Following microscopic methods can be used for detection of microfilariae in peripheral blood:
- Thick blood smear
- Concentration techniques: mem-brane filtration, microhematocrit centrifugation, lysed venous blood technique, lysed capillary blood technique.
Thick blood smear
A thick blood smear is spread from 20 μl of capillary blood on a glass slide, air-dried, and stained with a Romanowsky stain. If microfilariae are not detected in thick smears prepared from capillary blood collected at the appropriate time, and if clinical suspicion is strong, concentration techniques are employed. This is because circulating microfilariae are often scanty and sensitivity of microfilarial detection increases when volume of blood sampled is increased.
This is a sensitive method but is expensive for routine use in endemic areas. Anticoagulated venous blood (10 ml) is passed through a polycarbonate membrane filter of 3 μm or 5 μm pore size. Following this 10 ml of methylene blue saline solution is passed through the filter for staining the microfilariae. Microfilariae are trapped and retained on the filter, which is placed on a glass slide and examined under the microscope.

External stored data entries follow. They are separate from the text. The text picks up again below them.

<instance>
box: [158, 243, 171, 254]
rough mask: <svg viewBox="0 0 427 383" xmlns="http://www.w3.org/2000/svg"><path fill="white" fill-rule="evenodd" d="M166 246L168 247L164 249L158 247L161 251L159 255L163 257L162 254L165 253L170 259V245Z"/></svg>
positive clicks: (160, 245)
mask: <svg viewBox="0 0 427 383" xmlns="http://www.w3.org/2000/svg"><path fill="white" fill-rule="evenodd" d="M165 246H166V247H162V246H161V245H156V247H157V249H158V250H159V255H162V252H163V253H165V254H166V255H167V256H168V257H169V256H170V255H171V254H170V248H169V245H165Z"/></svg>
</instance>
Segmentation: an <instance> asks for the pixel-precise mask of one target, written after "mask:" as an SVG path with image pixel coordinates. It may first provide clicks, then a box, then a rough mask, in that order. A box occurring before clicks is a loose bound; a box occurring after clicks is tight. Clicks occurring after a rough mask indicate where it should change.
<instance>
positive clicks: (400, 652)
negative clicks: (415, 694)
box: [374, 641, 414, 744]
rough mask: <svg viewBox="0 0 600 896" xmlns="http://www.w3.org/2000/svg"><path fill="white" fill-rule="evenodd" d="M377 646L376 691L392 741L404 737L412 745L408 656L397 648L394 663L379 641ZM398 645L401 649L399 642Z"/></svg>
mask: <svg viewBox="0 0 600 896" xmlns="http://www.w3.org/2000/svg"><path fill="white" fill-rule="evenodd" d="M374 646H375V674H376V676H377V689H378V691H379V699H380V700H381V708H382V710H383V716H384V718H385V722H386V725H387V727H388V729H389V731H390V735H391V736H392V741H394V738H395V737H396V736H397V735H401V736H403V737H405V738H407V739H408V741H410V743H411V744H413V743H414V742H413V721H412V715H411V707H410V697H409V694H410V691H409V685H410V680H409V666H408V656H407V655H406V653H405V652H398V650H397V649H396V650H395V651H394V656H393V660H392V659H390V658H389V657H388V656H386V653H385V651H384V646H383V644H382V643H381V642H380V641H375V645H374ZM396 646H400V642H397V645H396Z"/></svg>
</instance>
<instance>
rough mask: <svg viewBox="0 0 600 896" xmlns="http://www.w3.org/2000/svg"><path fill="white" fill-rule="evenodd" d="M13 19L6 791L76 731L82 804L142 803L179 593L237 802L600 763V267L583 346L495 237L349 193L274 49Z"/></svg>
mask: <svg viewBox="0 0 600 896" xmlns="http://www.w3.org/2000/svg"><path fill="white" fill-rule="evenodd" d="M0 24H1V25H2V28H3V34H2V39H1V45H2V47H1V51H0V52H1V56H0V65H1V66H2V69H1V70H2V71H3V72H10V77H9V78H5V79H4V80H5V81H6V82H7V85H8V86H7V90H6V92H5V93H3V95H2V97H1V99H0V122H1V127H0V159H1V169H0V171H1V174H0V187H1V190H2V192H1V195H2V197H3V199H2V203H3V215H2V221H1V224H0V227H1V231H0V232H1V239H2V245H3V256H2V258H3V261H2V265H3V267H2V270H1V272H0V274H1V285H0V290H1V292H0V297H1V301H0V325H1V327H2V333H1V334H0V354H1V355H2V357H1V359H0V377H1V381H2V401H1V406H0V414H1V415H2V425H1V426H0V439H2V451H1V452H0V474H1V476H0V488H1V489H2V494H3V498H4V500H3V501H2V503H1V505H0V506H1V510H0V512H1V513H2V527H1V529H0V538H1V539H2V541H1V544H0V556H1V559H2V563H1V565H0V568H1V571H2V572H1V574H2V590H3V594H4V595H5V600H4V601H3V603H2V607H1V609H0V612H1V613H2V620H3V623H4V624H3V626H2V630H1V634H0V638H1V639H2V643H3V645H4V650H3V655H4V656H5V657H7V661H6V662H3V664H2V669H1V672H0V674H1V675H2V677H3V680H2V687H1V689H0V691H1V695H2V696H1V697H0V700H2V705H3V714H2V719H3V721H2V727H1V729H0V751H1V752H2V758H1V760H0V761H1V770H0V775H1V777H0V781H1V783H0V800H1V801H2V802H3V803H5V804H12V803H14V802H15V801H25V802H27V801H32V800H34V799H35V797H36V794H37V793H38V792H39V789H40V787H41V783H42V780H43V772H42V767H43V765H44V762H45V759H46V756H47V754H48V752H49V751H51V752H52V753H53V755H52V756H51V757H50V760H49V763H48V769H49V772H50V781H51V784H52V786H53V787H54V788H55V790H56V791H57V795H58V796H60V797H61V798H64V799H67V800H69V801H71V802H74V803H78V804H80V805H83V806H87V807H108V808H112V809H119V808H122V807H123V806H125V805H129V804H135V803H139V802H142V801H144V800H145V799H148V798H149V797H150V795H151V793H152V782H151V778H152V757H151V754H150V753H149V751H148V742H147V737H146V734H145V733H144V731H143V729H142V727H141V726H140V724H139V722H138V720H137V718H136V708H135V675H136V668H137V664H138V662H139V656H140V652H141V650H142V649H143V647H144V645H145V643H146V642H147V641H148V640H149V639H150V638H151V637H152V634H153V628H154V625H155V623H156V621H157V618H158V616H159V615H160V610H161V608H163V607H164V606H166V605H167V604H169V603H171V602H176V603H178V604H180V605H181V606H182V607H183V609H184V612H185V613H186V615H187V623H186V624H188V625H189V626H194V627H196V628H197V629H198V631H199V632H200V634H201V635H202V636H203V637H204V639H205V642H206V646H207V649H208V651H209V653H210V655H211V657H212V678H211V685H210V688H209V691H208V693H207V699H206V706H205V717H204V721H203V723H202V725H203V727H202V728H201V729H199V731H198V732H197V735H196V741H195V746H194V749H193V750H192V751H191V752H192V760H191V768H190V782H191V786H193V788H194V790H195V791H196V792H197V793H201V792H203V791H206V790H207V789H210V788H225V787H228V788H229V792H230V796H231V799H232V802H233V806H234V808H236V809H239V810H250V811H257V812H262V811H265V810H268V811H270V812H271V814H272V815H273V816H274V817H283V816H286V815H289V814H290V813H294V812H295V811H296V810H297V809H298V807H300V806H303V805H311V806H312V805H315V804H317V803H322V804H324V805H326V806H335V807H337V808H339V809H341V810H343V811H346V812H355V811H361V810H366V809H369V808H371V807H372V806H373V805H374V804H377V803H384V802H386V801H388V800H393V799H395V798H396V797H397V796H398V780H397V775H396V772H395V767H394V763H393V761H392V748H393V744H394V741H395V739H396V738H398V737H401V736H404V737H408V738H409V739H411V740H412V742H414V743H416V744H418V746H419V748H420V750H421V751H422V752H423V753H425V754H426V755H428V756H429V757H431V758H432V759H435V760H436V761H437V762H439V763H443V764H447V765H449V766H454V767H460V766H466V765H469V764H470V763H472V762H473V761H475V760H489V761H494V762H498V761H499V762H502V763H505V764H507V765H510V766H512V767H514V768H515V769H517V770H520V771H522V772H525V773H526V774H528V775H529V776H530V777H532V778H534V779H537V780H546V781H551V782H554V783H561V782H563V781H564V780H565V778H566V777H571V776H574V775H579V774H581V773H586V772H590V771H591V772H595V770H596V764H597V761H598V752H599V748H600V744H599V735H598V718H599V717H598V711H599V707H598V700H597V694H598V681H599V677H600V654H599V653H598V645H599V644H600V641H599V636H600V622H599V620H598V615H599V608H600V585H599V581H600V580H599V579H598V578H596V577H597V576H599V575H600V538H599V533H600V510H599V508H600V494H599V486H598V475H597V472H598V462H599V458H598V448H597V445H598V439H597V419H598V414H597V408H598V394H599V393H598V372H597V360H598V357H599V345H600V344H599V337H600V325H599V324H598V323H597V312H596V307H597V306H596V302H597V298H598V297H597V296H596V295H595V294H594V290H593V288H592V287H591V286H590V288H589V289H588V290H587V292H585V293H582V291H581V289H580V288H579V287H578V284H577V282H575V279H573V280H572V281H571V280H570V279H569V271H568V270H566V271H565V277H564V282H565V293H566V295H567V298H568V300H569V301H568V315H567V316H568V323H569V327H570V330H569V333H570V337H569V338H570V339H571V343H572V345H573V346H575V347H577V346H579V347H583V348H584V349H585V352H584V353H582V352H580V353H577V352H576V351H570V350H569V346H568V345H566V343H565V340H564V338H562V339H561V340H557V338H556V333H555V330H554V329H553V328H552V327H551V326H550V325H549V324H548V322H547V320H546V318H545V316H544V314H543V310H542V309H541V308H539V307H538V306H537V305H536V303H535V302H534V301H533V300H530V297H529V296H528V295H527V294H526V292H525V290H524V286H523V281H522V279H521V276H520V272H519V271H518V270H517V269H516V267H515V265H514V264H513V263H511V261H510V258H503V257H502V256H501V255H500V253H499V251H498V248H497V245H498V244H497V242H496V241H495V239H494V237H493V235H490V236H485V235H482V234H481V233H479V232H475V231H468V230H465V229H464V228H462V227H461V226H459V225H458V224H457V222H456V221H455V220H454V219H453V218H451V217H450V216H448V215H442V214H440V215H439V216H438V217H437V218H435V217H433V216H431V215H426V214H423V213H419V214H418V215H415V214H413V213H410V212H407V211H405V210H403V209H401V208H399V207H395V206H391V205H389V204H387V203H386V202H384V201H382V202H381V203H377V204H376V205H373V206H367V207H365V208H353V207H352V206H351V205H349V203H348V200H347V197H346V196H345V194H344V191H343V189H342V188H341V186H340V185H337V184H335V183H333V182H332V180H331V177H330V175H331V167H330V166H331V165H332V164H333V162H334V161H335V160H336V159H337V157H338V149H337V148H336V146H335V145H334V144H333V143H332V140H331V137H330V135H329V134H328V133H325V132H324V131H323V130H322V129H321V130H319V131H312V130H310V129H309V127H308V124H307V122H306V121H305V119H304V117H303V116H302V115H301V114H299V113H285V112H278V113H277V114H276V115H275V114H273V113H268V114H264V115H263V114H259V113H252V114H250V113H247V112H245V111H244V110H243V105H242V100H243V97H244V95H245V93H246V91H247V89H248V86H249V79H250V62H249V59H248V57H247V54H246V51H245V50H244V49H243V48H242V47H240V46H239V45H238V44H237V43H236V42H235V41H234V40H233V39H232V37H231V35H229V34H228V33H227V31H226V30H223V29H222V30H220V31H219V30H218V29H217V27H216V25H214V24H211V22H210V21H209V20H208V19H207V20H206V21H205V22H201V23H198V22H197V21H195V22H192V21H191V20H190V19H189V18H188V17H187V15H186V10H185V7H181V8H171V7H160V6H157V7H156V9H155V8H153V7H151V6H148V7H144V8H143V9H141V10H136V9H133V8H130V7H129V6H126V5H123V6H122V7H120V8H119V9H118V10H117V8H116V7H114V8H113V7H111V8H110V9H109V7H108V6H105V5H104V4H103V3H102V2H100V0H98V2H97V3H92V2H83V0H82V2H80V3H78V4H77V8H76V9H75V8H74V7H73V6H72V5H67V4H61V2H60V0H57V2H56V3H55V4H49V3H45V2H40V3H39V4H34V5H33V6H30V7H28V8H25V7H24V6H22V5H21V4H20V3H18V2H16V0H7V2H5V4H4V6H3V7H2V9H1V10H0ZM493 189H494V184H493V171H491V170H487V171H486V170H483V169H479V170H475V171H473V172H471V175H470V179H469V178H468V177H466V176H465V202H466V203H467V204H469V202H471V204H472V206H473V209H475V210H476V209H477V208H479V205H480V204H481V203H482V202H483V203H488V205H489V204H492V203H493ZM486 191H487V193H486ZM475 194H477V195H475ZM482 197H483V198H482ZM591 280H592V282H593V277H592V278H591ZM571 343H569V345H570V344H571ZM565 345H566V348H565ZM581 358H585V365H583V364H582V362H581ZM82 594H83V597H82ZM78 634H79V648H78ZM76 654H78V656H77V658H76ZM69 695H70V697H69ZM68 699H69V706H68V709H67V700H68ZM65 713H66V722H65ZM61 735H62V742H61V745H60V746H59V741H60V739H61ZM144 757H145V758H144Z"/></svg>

Microhematocrit tube or capillary tube method
Two heparinised capillary tubes are filled with blood from skin punctures (or two plain capillary tubes are filled with anticoagulated venous blood). After sealing the dry ends with a suitable sealant, tubes are centrifuged in a microhematocrit centrifuge for about 5 minutes. The capillary tubes are placed on a glass slide and fixed with adhesive tape. Plasma just above the buffy coat layer is examined for motile microfilariae under the microscope.
Lysed venous blood method
10 ml of venous blood is lysed by saponin-saline solution. The hemolysate is centrifuged, supernatant is discarded, and the sediment is placed on glass slide. After adding a drop of methylene blue solution, a coverslip is placed, and the preparation is examined under the microscope for microfilariae.
Lysed capillary blood method
0.1 ml of blood obtained by skin puncture is added to 1 ml of saponin-saline solution to cause lysis of red cells. After centrifugation, supernatant is discarded and sediment is placed on a glass slide. A drop of methylene blue solution is added and a coverslip is placed over it. The entire preparation is examined under the microscope for motile microfilariae.
Morphology of Microfilariae on Romanowsky-stained Blood Smears Wuchereria bancrofti
Microfilariae measure about 300 μ in length and 8 μ in breadth. They have a hyaline sheath, which stains pink. There are distinct nuclei in the central axis of the body. Nuclei are not present in the tip of the tail. Cephalic space (present at the anterior end) is as long as it is broad. Tip of the tail is bent backwards and body curves are few.
Brugia malayi: These measure about 230 μ × 6 μ in size. Sheath stains dark pink in color. The nuclei are crowded in the body, are blurred in outline, and the tip of the tail shows two distinct nuclei. Cephalic space is twice as long as it is broad. Instead of smooth curves to the body, there are kinks.